Which is why, when IBM decided to enter the personal computer market, it broke entirely with its old ways of doing business. Rather than custom-making all the parts in the PC (the “vertical integration” the company had taken so much DOJ heat for), it bought commodity parts on the open market. And when it came time to make an operating system for the PC, IBM didn’t ask its global army of skilled programmers to do the job. Instead, the company approached a couple of kids, Bill Gates and Paul Allen, and asked them to provide the OS.2
Gates and Allen didn’t write the OS, either—they tricked another company into selling them its OS cheap, incorporated a new company called Micro-Soft, slapped the Micro-Soft name on their sucker’s product, and made billions from IBM. Both men became very rich, though Gates got much richer than Allen and, even so, schemed to rip off his business partner for a sizable share of his equity in Microsoft. (They ditched the hyphen and the capital S pretty early on.)
Microsoft owes its fortune to the DOJ, and not just because the Antitrust Division scared IBM so bad that it outsourced its operating system. When a company called Phoenix reverse engineered IBM’s read-only memory chip that sat at the computer’s core, IBM looked the other way. In an earlier era, IBM would have unleashed its most rabid attack-lawyers on Phoenix, but in the wake of their antitrust adventure, IBM’s execs had been conditioned not to take overtly anticompetitive actions. As a result, IBM got competitors.
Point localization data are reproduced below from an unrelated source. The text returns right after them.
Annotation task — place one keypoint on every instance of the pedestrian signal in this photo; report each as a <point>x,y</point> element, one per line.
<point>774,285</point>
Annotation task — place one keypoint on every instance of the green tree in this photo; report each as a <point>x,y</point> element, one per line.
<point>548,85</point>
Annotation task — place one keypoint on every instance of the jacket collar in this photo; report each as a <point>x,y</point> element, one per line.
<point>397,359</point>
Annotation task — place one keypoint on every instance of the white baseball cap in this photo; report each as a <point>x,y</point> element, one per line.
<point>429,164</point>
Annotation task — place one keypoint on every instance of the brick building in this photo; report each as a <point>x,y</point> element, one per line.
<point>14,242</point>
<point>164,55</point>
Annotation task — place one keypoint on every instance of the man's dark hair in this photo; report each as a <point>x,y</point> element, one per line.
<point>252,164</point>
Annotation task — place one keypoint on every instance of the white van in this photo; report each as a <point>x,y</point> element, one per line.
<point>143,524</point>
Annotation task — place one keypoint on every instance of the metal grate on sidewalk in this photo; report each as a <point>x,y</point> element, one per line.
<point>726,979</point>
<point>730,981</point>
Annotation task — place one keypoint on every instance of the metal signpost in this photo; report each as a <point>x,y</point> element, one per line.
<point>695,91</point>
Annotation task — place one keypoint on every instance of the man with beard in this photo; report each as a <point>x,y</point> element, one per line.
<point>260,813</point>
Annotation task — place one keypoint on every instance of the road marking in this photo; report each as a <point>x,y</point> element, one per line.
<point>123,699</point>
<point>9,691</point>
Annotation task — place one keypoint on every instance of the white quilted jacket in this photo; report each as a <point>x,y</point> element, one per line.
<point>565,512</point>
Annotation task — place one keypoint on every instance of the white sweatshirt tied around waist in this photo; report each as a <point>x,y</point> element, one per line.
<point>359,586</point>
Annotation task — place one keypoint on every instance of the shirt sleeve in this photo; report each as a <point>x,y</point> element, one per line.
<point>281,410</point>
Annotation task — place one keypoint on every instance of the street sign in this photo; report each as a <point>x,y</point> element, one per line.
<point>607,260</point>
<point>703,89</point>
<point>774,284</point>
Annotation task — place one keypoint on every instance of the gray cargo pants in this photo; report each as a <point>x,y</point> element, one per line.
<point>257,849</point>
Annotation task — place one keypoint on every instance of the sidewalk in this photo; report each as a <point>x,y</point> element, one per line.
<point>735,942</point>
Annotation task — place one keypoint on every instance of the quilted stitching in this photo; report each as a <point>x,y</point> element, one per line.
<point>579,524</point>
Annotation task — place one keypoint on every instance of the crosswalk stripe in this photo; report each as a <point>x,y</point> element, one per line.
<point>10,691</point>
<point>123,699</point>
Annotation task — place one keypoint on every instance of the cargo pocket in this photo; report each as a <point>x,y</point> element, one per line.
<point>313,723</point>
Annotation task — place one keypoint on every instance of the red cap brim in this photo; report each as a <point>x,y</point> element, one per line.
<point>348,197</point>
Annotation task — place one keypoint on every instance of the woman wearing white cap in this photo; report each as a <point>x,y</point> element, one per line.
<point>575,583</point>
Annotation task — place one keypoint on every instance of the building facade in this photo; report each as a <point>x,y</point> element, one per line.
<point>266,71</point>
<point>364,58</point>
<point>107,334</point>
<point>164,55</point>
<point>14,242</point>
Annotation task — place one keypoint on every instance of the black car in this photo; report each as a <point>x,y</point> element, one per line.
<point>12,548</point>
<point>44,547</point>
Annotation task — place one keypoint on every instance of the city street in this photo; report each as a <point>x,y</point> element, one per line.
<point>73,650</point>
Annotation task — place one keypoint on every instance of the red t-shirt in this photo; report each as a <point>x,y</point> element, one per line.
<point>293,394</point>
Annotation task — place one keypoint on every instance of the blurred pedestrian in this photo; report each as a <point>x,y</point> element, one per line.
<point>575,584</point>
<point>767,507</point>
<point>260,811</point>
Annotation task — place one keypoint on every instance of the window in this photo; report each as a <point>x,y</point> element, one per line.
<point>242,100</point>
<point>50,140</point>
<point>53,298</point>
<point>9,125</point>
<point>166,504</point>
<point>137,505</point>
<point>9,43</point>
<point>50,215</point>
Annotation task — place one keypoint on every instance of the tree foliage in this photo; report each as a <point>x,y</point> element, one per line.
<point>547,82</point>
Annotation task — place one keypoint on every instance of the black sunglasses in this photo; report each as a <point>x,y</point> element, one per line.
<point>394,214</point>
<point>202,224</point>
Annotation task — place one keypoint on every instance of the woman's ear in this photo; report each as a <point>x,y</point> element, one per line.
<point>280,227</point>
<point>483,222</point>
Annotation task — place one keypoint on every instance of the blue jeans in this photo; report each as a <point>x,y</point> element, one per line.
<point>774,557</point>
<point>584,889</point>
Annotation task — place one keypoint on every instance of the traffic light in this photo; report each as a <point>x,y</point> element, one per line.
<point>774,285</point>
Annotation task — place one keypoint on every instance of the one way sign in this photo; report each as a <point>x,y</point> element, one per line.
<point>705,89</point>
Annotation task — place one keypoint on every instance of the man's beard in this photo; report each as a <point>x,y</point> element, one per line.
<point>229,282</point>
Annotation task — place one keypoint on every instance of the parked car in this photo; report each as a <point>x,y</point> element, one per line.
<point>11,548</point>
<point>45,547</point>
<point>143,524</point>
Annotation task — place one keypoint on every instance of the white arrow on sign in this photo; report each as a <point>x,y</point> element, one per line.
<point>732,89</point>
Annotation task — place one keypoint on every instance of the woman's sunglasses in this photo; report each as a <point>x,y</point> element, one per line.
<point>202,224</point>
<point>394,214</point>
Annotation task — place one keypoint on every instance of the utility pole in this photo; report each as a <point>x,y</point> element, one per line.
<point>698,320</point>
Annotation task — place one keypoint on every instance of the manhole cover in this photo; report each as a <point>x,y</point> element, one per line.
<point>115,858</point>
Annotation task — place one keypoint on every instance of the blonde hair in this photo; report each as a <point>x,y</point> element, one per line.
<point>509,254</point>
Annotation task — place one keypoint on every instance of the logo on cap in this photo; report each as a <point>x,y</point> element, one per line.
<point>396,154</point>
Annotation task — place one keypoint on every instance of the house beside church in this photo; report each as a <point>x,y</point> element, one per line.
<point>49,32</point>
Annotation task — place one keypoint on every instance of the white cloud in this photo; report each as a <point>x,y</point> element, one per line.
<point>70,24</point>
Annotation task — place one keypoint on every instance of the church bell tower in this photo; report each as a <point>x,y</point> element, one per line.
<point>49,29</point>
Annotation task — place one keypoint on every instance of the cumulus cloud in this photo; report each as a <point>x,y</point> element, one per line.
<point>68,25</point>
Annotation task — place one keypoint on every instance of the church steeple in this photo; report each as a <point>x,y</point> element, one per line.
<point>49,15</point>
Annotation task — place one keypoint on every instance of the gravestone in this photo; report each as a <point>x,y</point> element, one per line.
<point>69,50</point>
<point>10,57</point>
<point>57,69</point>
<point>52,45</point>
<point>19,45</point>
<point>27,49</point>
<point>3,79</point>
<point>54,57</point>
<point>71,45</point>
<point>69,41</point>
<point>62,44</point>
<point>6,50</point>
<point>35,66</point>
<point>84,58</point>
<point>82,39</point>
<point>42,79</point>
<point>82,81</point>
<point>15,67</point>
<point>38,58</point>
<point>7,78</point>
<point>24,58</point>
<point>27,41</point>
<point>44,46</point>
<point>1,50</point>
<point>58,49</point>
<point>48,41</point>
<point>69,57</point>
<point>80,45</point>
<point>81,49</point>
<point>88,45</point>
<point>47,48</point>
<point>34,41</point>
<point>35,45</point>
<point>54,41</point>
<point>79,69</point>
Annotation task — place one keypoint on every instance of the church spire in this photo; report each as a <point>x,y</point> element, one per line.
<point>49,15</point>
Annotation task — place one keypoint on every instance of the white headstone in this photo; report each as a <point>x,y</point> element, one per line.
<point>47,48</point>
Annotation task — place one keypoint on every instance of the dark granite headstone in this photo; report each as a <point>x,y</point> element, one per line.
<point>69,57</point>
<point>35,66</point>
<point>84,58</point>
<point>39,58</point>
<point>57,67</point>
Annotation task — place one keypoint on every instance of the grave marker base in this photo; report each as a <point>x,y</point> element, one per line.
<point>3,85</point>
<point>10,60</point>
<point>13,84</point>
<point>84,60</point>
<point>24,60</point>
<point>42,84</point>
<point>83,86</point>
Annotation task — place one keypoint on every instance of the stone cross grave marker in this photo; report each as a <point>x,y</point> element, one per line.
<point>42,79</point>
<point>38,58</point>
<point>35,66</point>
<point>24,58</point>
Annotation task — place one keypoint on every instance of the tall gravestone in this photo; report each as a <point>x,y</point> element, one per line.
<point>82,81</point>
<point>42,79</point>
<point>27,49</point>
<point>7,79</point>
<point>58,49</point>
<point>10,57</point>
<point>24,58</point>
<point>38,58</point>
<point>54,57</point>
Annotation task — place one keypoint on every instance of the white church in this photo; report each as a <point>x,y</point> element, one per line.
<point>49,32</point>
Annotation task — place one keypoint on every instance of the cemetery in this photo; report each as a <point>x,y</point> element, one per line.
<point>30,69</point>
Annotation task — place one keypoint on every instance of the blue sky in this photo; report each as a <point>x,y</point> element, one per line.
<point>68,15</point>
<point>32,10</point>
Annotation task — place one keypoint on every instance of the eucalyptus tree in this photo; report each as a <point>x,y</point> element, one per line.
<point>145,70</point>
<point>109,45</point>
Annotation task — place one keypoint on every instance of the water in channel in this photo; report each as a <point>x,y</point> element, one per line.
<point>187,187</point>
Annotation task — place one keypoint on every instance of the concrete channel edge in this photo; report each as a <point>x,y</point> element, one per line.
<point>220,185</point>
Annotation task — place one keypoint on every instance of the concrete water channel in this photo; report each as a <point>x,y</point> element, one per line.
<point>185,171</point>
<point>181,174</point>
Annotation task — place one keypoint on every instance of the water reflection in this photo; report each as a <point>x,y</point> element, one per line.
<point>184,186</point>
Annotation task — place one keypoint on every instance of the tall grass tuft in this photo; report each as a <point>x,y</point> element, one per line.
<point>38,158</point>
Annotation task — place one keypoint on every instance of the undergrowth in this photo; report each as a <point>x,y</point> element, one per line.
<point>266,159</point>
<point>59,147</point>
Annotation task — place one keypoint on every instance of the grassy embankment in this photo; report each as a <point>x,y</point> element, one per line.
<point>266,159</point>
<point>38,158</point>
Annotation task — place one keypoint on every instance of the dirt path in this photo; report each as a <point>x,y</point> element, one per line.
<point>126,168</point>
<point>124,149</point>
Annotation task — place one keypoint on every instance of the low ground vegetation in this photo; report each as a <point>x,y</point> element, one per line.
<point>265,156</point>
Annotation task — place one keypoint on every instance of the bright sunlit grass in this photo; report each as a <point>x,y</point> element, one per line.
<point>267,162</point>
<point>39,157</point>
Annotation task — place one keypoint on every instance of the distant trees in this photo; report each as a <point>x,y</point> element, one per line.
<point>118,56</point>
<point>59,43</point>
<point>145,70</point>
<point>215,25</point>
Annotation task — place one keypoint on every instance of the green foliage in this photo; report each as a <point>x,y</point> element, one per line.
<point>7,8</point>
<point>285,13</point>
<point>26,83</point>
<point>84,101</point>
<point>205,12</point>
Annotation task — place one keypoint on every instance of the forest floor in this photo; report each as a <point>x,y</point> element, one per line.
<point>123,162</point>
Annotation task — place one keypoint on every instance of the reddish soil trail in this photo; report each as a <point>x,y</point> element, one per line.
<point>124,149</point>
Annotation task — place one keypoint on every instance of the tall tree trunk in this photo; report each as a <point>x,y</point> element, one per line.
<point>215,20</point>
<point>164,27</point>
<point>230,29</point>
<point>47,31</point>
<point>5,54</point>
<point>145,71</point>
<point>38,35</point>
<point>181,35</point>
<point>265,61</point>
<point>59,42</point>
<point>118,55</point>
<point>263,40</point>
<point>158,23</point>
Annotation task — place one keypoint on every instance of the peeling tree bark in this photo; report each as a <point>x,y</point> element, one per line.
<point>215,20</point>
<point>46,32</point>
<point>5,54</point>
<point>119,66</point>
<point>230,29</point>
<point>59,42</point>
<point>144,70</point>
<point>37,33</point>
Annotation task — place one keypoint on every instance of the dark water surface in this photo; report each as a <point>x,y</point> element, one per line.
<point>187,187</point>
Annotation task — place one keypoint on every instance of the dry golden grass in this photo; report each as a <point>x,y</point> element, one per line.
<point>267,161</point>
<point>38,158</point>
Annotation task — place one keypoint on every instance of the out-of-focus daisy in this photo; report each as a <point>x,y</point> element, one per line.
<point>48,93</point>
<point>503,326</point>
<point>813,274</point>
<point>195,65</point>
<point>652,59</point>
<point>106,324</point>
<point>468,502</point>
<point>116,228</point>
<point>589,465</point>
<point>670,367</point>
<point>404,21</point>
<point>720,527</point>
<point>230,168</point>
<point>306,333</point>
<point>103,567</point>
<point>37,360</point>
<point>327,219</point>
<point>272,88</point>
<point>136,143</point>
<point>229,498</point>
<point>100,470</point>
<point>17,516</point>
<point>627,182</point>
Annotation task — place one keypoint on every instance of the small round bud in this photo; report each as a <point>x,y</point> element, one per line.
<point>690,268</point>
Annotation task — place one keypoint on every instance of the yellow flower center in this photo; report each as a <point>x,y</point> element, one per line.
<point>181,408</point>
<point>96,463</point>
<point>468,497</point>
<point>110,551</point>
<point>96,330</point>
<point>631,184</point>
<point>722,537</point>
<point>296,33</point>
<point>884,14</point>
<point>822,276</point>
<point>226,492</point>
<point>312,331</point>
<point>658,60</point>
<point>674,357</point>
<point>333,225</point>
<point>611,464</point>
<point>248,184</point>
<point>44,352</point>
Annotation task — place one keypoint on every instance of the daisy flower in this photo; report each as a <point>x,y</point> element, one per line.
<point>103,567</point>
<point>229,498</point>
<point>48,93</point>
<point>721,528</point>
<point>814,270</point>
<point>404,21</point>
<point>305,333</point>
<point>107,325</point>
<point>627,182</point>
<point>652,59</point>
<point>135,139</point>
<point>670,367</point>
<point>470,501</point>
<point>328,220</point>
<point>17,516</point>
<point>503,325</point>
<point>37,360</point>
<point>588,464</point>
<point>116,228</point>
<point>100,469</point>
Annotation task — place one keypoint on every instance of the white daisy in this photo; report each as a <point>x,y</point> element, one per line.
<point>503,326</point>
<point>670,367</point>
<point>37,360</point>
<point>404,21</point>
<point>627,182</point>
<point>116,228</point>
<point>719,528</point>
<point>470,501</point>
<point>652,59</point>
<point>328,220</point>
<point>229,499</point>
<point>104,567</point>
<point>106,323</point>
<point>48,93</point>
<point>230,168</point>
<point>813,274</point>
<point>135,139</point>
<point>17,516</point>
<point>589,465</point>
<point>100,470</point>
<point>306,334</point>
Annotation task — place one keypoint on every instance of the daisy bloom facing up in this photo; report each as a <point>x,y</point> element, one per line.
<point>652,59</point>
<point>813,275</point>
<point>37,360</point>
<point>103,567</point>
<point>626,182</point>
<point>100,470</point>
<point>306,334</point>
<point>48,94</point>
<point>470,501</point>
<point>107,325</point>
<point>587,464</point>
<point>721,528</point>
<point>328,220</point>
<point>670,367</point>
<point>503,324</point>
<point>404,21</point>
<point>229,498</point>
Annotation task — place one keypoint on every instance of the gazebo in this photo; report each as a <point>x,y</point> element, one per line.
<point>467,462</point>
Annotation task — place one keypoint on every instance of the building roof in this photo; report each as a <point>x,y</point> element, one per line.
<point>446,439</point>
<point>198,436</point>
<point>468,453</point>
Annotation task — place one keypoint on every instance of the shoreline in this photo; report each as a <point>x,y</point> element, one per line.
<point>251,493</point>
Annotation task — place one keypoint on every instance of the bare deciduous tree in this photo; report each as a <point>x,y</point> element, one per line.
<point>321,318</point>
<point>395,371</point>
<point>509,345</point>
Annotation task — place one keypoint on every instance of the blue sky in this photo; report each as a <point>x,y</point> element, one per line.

Companies like Dell, Gateway, and Compaq sprang into existence, building PCs around the Phoenix PC-clone ROM—and then they all bought operating systems from Microsoft.
Microsoft learned precisely the wrong lesson from all of this: that if it could form a large enough monopoly before the DOJ took notice, it could use its war chest to outlast the US government and live to fight another day. Which is exactly what happened. Microsoft used exclusivity deals with PC makers to ensure that there would never be any market oxygen for a rival OS. Why make another OS if every PC maker already has an exclusive contract with Microsoft?
If this sounds familiar, here’s what you might be thinking of: Why make a search engine if every search box on every platform belongs to Google?
Then Microsoft tied applications—like Microsoft Office and Internet Explorer—to its operating system. Because Microsoft controlled the OS, it could let its own programs use features that its rivals couldn’t access and sometimes didn’t even know about. It also tweaked new releases of its OS to deliberately break popular apps that competed with Microsoft products. (The spreadsheet Lotus 1-2-3 was the number one competitor for Microsoft Excel, hence Microsoft’s internal slogan “DOS isn’t done until Lotus won’t run.”)
Microsoft owed its existence to IBM’s forced conversion from cheating bully to accommodating partner, but the lesson it learned from the IBM affair was that cheating paid. Microsoft was charged with breaking the same laws as IBM, in the same ways, declaring war on the internet itself, creating a string of proprietary alternatives to the public internet that leveraged Microsoft’s control over its OS to attempt to dissuade Windows users from joining the real internet in favor of its enshittification-ready walled garden.